The compiler accumulates text chunks until it detects a sentence boundary (period, question mark, exclamation point, etc.). At each boundary it yields a ControlGraph for that sentence.

This is sentence-level streaming, not word-by-word incremental synthesis. The compiler waits for sentence boundaries before yielding graphs.

Streaming is designed to work with LLM output. Pass the LLM’s token stream directly to compile_stream():

from voice_soundboard.compiler import compile_stream
from voice_soundboard.runtime import StreamingSynthesizer
def llm_stream():
"""Your LLM token generator."""
for token in my_llm.generate("Tell me a story"):
yield token
backend = load_backend()
streamer = StreamingSynthesizer(backend)
for graph in compile_stream(llm_stream()):
for chunk in streamer.stream(graph):
play(chunk) # Audio plays while LLM is still generating

This gives you near-real-time voice output: audio starts playing as soon as the first sentence completes, while the LLM continues generating the rest.

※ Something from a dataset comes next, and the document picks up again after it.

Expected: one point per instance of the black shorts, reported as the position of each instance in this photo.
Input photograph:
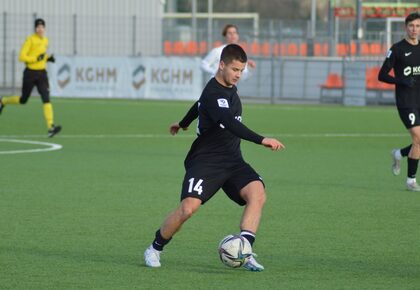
(32, 78)
(410, 117)
(202, 181)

For advanced use cases, you can compile and synthesize separately:

from voice_soundboard.compiler import compile_request
from voice_soundboard.engine import load_backend
# Compile once
graph = compile_request(
"Hello world!",
voice="af_bella",
emotion="happy",
)
# Synthesize many times (or with different backends)
backend = load_backend("kokoro")
audio = backend.synthesize(graph)

This is useful when you want to compile a graph once and replay it, or synthesize the same graph through multiple backends for comparison.